Dictionnaire du Cinéma 2001Éd. 2001
I

ITALIE.

Traditionnellement considéré comme un des cinémas les plus importants du monde, le cinéma italien a focalisé l'intérêt des historiens autour de deux moments clés, l'âge d'or du muet, l'explosion du néoréalisme. En fait, des origines à nos jours, il y a plus continuité que rupture et, si le cinéma italien connaît un grand rayonnement international, rayonnement confirmé par d'innombrables récompenses dans tous les festivals du monde et par le prestige dont jouissent ses plus célèbres représentants (Rossellini*, De Sica*, Visconti*, Fellini*, Antonioni*, Pasolini*, Rosi*, Ferreri*), il le doit à son profond enracinement dans la vie sociale et culturelle du pays.

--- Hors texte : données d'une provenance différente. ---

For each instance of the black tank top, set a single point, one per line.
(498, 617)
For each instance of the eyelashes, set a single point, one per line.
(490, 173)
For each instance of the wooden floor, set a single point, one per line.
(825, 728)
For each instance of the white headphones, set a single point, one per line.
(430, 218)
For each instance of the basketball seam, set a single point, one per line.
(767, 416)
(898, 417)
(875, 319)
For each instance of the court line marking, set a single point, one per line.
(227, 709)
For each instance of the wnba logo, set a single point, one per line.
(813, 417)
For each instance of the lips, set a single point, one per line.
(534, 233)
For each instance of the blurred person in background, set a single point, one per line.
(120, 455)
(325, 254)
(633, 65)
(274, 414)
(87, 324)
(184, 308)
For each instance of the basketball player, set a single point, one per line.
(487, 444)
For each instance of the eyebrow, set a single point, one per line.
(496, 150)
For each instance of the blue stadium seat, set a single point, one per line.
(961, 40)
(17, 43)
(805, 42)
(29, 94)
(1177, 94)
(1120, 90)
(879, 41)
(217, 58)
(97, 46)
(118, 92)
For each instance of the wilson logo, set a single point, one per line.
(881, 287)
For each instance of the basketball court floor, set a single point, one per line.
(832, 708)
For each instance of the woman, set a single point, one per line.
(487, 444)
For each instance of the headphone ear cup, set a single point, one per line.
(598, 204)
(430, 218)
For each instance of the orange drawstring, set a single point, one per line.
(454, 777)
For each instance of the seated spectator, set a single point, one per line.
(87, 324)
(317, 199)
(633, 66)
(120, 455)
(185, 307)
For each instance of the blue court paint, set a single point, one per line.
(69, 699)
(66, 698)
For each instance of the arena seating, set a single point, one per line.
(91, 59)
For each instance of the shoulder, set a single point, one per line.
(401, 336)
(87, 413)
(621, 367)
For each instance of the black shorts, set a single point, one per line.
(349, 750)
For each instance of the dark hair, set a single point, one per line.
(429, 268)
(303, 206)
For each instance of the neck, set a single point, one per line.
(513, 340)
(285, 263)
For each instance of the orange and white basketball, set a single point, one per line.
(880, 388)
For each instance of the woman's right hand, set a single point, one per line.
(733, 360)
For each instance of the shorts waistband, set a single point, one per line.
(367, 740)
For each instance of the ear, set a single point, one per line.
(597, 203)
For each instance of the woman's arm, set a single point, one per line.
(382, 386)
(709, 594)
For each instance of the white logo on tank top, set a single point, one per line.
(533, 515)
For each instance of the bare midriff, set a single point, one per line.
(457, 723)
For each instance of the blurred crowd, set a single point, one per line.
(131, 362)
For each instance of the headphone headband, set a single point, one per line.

La naissance du cinéma italien.

Les débuts du cinéma en Italie se font, comme dans la plupart des pays européens, sous le signe du cinématographe Lumière. En novembre 1895, Filoteo Alberini* a bien fait breveter un appareil pour l'enregistrement, le tirage et la projection des images, le Kinetographe (Kinetografo), mais cet appareil restera à l'état de plan et ne sera même pas réalisé sous forme de prototype. En Italie, c'est à l'initiative de photographes qu'ont lieu les premières projections, d'abord le 13 mars 1896 à Rome puis, dans les semaines suivantes, à Naples, Milan, Turin et dans toutes les grandes villes de la péninsule. Les opérateurs Vittorio Calcina et Giuseppe Filippi enregistrent les premières bandes pour le compte de la société Lumière. De son côté, Italo Pacchioni réalise une sorte de copie du Cinématographe et tourne des films, qu'il présente probablement à la foire de Milan en 1898. Ainsi, très vite, le cinéma quitte les projections expérimentales pour toucher un public très large, un public qui découvre les images animées dans les baraques foraines et les cafés-concerts. En 1898, le transformiste Fregoli filme ses propres numéros et intègre les projections à ses spectacles sur scène ou organise des projections autonome sous le nom de Fregoligraph. Des salles fixes qui se consacrent exclusivement aux projections cinématographiques commencent à apparaître : le phénomène se manifeste dès 1897 à Rome, Naples, Venise. Parmi les premiers entrepreneurs réapparaît Alberini : en 1899, il inaugure une salle de projections fixes et animées à Florence. Parti pour Rome, il ouvre dans cette ville le cinéma Moderno en janvier 1904. Conscient de la nécessité de lier l'exploitation, la distribution et la production, il s'associe avec Dante Santoni pour créer en 1905 une société de production, l'Alberini & Santoni, pour laquelle il met en scène la Prise de Rome (1905), un film qui marque un tournant dans l'histoire du cinéma italien car il s'agit de la première bande à scénario sortie des studios transalpins. Entre 1896 et 1905, la production était en effet presque exclusivement composée de vues d'actualités, vues enregistrées par des opérateurs comme Rodolfo Remondini à Florence, Leonardo Ruggeri à Naples, Francesco Felicetti à Rome puis, un peu plus tard, par des opérateurs fameux comme Luca Comerio, Vittorio Calcina, Roberto Omegna*, Giovanni Vitrotti* ou Luigi Fiorio.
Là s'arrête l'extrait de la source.